La squadra è reduce dal ko con Urania, maturato sia per alcuni errori in fase d’attacco, sia per qualche distrazione di troppo in difesa. Siete riusciti a voltare pagina?

Nel corso del campionato una sconfitta ci può stare, soprattutto se arriva in un momento abbastanza complicato come accaduto a noi. Non dimentichiamoci che mancava Vanuzzo che per noi è fondamentale sia in attacco che in difesa, Manuel dà un equilibrio molto importante. Adesso dobbiamo continuare a lavorare duro, come facciamo sempre e prepararci al meglio per la gara di domenica a Orzinuovi.

Sarà questa “la” partita della stagione?

Sicuramente è la partita più importante della stagione, senza nulla togliere a quella con Bergamo, ma per questione di classifica domenica ci giochiamo molto. Sarà un buon banco di prova anche per testare il nuovo innesto, Christian (Di Giuliomaria, ndr), che dopo una settimana sarà chimicamente più inserito. Cercheremo di fare la nostra partita senza pensare alla differenza canestri o altre cose, andremo lì per vincere.

All’andata è la stata la sola squadra che è riuscita a piegarvi. Secondo lei qual è il loro punto di forza?
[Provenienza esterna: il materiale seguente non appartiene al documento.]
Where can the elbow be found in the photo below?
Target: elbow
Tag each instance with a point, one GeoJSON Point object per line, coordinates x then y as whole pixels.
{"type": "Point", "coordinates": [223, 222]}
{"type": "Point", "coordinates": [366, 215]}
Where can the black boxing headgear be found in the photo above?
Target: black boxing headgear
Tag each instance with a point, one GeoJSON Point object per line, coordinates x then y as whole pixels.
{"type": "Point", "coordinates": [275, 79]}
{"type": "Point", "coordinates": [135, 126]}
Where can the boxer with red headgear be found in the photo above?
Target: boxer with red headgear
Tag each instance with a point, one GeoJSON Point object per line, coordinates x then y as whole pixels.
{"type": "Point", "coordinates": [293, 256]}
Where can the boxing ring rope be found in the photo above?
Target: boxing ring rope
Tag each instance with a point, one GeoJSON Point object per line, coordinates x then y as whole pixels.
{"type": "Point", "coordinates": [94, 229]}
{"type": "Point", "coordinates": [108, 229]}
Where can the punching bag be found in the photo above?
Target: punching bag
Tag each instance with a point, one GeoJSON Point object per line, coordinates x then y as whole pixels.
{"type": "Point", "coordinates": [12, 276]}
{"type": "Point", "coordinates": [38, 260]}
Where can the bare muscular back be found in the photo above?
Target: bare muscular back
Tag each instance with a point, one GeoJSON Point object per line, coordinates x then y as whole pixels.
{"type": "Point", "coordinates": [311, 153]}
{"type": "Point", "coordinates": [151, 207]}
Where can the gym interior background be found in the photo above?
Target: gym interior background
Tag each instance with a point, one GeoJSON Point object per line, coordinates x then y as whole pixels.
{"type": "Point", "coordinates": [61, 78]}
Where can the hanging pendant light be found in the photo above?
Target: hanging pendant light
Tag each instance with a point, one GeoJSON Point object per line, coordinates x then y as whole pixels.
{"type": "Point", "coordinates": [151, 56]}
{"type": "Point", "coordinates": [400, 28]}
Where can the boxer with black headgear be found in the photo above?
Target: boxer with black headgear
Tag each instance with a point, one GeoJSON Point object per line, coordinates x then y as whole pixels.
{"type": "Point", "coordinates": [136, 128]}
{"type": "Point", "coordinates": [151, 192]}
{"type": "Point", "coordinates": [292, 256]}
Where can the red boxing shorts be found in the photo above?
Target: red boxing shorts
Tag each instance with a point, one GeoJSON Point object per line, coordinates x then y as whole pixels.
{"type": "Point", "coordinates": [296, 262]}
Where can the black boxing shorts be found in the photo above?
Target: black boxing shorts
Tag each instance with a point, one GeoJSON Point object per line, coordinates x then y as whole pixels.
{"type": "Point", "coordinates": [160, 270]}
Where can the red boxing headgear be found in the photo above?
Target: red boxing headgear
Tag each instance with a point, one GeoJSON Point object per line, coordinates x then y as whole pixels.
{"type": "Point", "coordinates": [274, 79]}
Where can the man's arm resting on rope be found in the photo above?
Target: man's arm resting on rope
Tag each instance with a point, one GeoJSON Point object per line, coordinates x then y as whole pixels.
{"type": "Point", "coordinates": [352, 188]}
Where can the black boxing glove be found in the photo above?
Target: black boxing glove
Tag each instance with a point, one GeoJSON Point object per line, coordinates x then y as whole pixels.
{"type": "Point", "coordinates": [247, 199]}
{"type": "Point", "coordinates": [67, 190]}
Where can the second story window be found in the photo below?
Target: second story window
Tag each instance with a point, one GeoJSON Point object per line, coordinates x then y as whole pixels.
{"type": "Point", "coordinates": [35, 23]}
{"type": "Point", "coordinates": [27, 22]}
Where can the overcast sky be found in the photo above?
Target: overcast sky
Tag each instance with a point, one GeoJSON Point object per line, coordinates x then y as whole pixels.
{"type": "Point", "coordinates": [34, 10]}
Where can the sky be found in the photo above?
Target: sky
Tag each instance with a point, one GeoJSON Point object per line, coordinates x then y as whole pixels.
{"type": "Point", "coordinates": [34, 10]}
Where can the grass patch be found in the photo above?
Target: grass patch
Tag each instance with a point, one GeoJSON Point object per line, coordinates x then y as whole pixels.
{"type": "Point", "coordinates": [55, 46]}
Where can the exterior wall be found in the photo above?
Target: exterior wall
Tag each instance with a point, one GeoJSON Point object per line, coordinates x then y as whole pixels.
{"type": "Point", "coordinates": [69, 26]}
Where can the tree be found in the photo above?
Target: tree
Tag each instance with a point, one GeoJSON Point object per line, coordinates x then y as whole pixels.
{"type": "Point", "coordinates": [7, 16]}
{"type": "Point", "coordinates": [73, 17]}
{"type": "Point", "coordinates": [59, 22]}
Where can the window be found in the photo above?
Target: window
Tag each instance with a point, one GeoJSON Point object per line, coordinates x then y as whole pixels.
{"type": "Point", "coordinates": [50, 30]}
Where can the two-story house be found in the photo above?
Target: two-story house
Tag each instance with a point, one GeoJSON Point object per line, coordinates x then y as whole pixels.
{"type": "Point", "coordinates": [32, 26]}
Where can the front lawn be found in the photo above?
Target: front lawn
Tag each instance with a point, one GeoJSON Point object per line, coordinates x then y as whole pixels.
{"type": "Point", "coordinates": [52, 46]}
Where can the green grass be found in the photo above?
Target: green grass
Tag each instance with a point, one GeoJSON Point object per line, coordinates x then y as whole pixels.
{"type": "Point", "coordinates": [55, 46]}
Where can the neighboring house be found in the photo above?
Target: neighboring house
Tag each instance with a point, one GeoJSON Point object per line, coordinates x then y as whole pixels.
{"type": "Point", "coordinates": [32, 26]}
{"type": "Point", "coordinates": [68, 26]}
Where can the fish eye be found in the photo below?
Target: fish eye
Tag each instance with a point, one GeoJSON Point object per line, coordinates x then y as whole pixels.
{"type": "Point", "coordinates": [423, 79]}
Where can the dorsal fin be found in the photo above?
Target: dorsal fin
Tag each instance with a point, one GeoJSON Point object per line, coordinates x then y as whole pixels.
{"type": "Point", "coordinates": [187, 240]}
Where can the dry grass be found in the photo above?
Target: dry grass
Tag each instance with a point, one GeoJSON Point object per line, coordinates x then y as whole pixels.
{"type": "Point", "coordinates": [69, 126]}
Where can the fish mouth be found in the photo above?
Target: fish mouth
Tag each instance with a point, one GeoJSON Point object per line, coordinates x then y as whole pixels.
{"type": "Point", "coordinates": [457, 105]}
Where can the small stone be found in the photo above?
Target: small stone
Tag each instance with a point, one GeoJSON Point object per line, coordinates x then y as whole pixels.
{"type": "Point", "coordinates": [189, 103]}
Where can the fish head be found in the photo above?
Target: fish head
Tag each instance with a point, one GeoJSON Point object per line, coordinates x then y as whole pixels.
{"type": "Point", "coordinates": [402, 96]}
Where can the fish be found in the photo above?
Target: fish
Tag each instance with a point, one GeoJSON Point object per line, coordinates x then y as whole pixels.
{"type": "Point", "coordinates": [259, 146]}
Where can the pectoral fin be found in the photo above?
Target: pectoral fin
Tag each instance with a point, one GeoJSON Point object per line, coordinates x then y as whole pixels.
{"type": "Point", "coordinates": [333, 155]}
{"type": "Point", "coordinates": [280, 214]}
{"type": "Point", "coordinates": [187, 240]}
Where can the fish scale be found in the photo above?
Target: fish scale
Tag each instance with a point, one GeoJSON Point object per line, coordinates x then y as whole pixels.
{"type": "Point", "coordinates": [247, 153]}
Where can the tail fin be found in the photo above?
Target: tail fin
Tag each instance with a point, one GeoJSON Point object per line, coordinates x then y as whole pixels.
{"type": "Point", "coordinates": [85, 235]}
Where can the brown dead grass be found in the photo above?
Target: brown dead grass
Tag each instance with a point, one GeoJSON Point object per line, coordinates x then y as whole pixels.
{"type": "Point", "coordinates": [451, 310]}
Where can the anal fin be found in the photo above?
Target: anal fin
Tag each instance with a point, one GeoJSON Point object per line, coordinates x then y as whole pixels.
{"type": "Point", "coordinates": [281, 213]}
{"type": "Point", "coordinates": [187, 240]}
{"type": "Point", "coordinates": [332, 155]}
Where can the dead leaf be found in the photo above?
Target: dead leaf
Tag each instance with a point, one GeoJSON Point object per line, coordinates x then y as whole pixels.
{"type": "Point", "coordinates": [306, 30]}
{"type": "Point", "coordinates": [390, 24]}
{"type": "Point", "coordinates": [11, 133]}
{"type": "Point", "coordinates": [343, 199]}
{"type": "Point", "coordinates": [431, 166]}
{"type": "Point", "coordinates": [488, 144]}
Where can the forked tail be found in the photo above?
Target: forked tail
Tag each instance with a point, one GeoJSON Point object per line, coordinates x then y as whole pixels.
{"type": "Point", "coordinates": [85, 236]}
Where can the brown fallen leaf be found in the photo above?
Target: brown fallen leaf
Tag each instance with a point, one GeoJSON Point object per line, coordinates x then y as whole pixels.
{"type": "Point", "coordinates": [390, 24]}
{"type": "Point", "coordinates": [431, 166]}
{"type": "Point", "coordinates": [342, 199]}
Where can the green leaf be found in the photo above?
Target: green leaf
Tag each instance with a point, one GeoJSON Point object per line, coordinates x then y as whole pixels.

Come hanno dimostrato, non mollano mai, nei momenti finali anche quando sono sotto riescono a chiudere la partita in positivo. E’ accaduto anche con Costa Volpino, erano pari, poi tap-in e hanno vinto… Le hanno vinte tutte quelle punto a punto. Noi ne abbiamo avuto soltanto due punto a punto: con Lecco e sabato a Milano, una l’abbiamo vinto e una l’abbiamo persa. Vediamo come andrà domenica. Comunque secondo me ci siamo, la squadra c’è, non si può criticare la squadra per una sconfitta dopo una striscia di tredici successi consecutivi, anche con ampi margini. Lavoriamo bene e continuiamo a farlo.

D’altronde, come già abbiamo sottolineato, questo è un campionato particolarmente lungo. Forse c’è da chiedersi se in futuro la Federazione non debba ripensare completamente alla formula del torneo per premiare le squadre più meritevoli…

Sicuro. Come ho sentito dire in una recente intervista da Andrea Paderni, questo è uno sport che si basa sui play-off. La stagione regolare serve ad arrivare in forma pronti per i play-off. L’unica “macchia” di questo campionato, che è così strutturato da quattro anni, sono le Final Four finali in cui ti giochi tutto o nella prima partita o a 24 ore di distanza nella seconda, quando, invece, secondo me i verdetti dovrebbero essere emessi dopo i play-off.

Infine, il suo ritorno a Udine è stato accolto molto positivamente dalla tifoseria, che è sempre presente e calorosa sia in casa che in trasferta. E che ha già assicurato che a Orzinuovi sarà presente in massa. Vuole rivolgere loro un appello?

Penso che non servano appelli. Sono il nostro sesto uomo, se riusciamo a dare qualcosa di più nelle nostre partite è anche grazie a loro, che non ci fanno mai mancare sostegno e affetto. Tiriamo giù il cappello, li ringraziamo e speriamo che continuino a esserci sempre.